Non è facile scegliere se tra queste c’è qualcosa che ci rappresenti in modo essenziale. Forse in misura diversa tutte insieme collaborano a renderci quella creatura che spesso frettolosamente etichettiamo e riconosciamo grazie a un nome e un cognome.

A volte finiamo per conoscerci meglio se abbiamo la possibilità di riconoscerci negli altri. Individuando qualcosa che ci risuona in coloro che appaiono simili a noi per questa o quella caratteristica.

Ci rispecchiamo in “qualcuno”, e ci rivediamo attraverso di lui.

Ma se invece cominciassimo a trovare ulteriori e sempre più frequenti similitudini con “qualcosa”?
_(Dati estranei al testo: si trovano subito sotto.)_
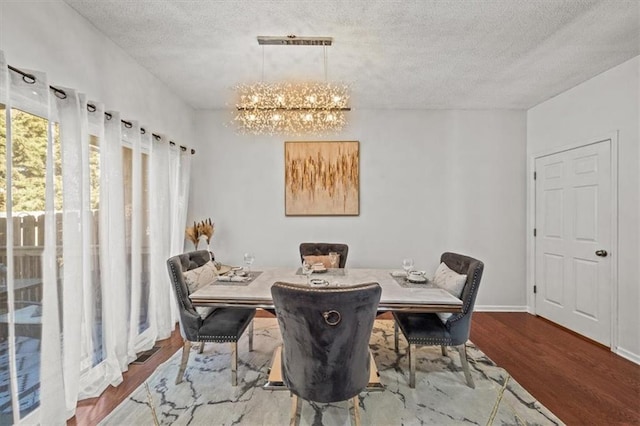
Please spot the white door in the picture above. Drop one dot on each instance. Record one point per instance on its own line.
(573, 239)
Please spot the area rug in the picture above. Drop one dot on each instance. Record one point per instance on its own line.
(441, 396)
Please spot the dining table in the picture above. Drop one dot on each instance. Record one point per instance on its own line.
(254, 291)
(398, 294)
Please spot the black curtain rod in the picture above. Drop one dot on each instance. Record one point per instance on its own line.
(31, 79)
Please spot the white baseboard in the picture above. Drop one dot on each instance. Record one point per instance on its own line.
(635, 358)
(500, 308)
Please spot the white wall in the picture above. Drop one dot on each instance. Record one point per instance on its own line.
(431, 181)
(50, 36)
(606, 103)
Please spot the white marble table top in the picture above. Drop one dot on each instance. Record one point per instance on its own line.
(394, 297)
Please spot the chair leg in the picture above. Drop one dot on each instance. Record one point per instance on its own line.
(234, 363)
(186, 348)
(412, 365)
(395, 335)
(295, 410)
(355, 401)
(462, 350)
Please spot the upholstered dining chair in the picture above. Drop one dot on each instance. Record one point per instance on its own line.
(325, 334)
(432, 329)
(323, 249)
(219, 325)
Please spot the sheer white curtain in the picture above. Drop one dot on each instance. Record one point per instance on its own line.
(100, 218)
(164, 189)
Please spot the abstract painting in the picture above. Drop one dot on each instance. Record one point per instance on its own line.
(322, 178)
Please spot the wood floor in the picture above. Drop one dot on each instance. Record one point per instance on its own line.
(581, 382)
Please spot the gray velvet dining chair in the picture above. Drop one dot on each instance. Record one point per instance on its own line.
(220, 325)
(325, 334)
(323, 249)
(426, 329)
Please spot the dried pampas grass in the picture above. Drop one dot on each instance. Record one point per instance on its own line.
(204, 228)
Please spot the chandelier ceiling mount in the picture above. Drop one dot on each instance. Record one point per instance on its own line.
(292, 108)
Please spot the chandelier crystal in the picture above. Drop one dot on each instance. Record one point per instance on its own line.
(289, 108)
(292, 108)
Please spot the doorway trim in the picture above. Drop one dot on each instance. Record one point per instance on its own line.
(531, 224)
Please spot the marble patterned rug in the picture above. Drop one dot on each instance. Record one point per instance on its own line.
(441, 396)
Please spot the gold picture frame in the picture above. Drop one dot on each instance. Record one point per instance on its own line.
(322, 178)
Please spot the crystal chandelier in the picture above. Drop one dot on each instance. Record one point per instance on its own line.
(292, 108)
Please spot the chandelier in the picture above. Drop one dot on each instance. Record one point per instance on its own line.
(292, 108)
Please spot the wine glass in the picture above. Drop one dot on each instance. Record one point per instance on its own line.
(307, 270)
(333, 259)
(248, 260)
(407, 265)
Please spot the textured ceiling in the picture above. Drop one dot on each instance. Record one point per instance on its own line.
(413, 54)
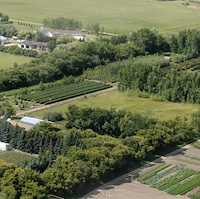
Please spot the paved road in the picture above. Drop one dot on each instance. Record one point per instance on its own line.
(131, 174)
(42, 106)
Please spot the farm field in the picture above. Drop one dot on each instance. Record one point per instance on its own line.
(115, 16)
(118, 100)
(161, 177)
(7, 60)
(15, 157)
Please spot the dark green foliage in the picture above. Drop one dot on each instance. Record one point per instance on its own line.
(148, 76)
(64, 92)
(18, 51)
(186, 42)
(150, 41)
(62, 23)
(53, 116)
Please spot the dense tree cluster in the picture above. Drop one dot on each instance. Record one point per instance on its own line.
(70, 159)
(171, 84)
(8, 30)
(18, 51)
(62, 23)
(186, 42)
(4, 18)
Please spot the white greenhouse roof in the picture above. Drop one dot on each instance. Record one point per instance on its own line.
(30, 120)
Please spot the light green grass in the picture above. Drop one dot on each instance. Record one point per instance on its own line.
(119, 100)
(118, 16)
(15, 157)
(7, 60)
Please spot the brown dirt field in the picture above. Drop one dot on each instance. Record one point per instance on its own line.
(125, 187)
(133, 190)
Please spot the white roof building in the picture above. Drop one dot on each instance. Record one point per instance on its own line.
(4, 146)
(31, 121)
(2, 40)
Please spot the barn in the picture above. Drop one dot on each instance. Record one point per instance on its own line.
(4, 146)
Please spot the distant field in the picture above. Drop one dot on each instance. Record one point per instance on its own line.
(118, 100)
(7, 60)
(117, 16)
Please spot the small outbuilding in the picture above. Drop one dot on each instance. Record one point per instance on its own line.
(2, 40)
(33, 45)
(31, 121)
(4, 146)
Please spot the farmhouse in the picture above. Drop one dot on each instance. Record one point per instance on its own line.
(4, 146)
(2, 40)
(32, 45)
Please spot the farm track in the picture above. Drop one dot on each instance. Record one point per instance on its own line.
(42, 106)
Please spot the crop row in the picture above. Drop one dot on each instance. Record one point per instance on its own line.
(54, 90)
(187, 186)
(153, 172)
(65, 92)
(160, 175)
(173, 181)
(74, 95)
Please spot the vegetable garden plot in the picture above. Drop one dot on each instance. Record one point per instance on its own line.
(64, 92)
(175, 180)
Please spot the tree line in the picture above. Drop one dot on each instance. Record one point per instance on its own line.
(69, 57)
(72, 158)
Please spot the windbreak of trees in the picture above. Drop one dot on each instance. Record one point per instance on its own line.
(66, 59)
(18, 51)
(8, 30)
(173, 85)
(186, 42)
(62, 23)
(71, 159)
(4, 18)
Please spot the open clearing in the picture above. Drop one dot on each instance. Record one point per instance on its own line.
(7, 60)
(126, 187)
(119, 100)
(116, 16)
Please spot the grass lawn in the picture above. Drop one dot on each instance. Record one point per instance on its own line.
(119, 100)
(15, 157)
(7, 60)
(117, 16)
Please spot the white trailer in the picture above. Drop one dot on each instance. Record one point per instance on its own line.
(4, 146)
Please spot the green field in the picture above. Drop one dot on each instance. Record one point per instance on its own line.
(117, 16)
(15, 157)
(118, 100)
(7, 60)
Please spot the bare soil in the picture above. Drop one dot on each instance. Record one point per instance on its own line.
(126, 187)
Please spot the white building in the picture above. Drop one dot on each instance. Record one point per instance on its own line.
(32, 122)
(2, 40)
(76, 34)
(4, 146)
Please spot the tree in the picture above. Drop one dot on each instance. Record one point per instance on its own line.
(5, 18)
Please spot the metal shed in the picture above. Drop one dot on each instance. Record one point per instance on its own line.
(31, 121)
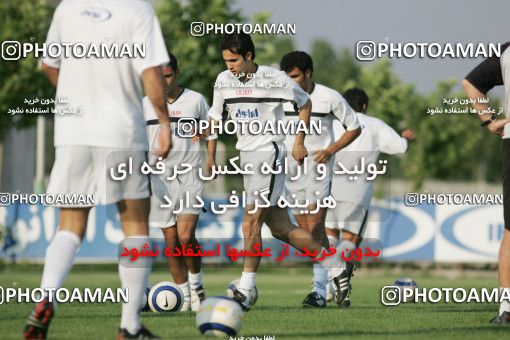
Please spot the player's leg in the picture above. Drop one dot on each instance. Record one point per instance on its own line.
(504, 277)
(333, 234)
(134, 217)
(58, 261)
(281, 227)
(131, 196)
(186, 226)
(177, 264)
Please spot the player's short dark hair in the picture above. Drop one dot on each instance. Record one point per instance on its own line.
(299, 59)
(356, 98)
(173, 62)
(238, 43)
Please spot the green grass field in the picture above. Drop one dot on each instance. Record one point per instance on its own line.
(278, 311)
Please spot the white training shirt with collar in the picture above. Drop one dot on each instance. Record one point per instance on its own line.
(107, 91)
(376, 137)
(260, 98)
(326, 105)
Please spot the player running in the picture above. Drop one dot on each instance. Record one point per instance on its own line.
(353, 196)
(248, 92)
(109, 131)
(327, 105)
(492, 72)
(179, 229)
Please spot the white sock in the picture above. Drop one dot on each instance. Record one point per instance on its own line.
(505, 304)
(185, 290)
(133, 276)
(332, 241)
(247, 281)
(320, 279)
(332, 264)
(59, 259)
(195, 280)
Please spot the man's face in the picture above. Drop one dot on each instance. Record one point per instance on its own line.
(301, 78)
(236, 64)
(170, 76)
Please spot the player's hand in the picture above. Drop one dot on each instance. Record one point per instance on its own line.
(299, 152)
(497, 126)
(209, 166)
(164, 141)
(408, 134)
(322, 156)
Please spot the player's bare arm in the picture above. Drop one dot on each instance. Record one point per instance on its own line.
(153, 83)
(51, 73)
(299, 151)
(497, 125)
(323, 156)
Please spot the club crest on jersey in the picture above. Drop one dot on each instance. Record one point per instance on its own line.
(247, 113)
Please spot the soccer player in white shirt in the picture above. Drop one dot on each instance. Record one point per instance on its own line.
(327, 105)
(179, 229)
(109, 130)
(245, 92)
(353, 197)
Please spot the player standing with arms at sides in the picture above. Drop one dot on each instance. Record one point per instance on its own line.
(247, 91)
(492, 72)
(109, 131)
(179, 229)
(327, 105)
(353, 196)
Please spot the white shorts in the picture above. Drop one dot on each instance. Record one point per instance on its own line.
(184, 187)
(256, 183)
(88, 170)
(306, 186)
(347, 215)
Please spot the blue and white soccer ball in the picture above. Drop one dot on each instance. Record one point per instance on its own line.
(144, 304)
(406, 283)
(232, 286)
(219, 316)
(165, 296)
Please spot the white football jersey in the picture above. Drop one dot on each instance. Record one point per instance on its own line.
(260, 98)
(189, 106)
(107, 91)
(376, 137)
(326, 104)
(505, 70)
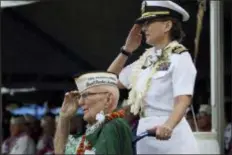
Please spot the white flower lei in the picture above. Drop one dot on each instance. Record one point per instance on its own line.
(100, 117)
(136, 96)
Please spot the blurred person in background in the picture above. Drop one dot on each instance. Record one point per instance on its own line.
(45, 143)
(228, 129)
(204, 118)
(33, 127)
(19, 141)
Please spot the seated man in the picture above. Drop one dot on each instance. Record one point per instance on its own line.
(107, 132)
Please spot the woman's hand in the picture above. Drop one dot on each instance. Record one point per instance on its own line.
(134, 39)
(163, 132)
(70, 104)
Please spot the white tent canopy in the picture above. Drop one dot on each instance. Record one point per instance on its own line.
(14, 3)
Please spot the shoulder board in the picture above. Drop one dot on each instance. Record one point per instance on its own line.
(179, 49)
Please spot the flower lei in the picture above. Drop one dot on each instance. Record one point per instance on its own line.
(87, 146)
(135, 96)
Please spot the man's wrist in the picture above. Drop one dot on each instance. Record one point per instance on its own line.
(125, 52)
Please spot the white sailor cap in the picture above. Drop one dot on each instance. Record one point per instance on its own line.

L’avanzamento delle tecnologie robotiche prosegue senza sosta, e i suoi prodotti si rinnovano, si aggiornano e progrediscono.
Gli automi rinascimentali suggestionavano le corti mimando l’apparenza umana. Cavalieri meccanici che riproducevano i movimenti dell’uomo. Meraviglia in chi li osservava e stava al gioco dell’artificio teatrale. Ma poco più di una marionetta per chi riusciva a guardare al di là dell’armatura e scorgeva nell’ingegno del meccanismo un guscio vuoto d’anima.

Da allora robot e androidi si sono evoluti in molte forme, emulando caratteristiche umane, spesso migliorandole. Si pensi a tutti i compiti che richiedono un movimento ripetitivo e programmabile: più forti, più precisi, più rapidi.
Una somiglianza superficiale, che ci fa comodo e ancora non disturba. Anzi. Avere un doppio che ci sostituisce è intrigante. Il termine robot deriva proprio dal termine ceco robota, che significa lavoro pesante o lavoro forzato.

L’evoluzione scientifica è continuata, e a diventare meccanica è stata l’intelligenza. Qualcosa che è di consuetudine attribuito alla sfera dell’interiorità e della soggettività.
Intelligenza artificiale.
E le sue possibilità forse complicano le cose.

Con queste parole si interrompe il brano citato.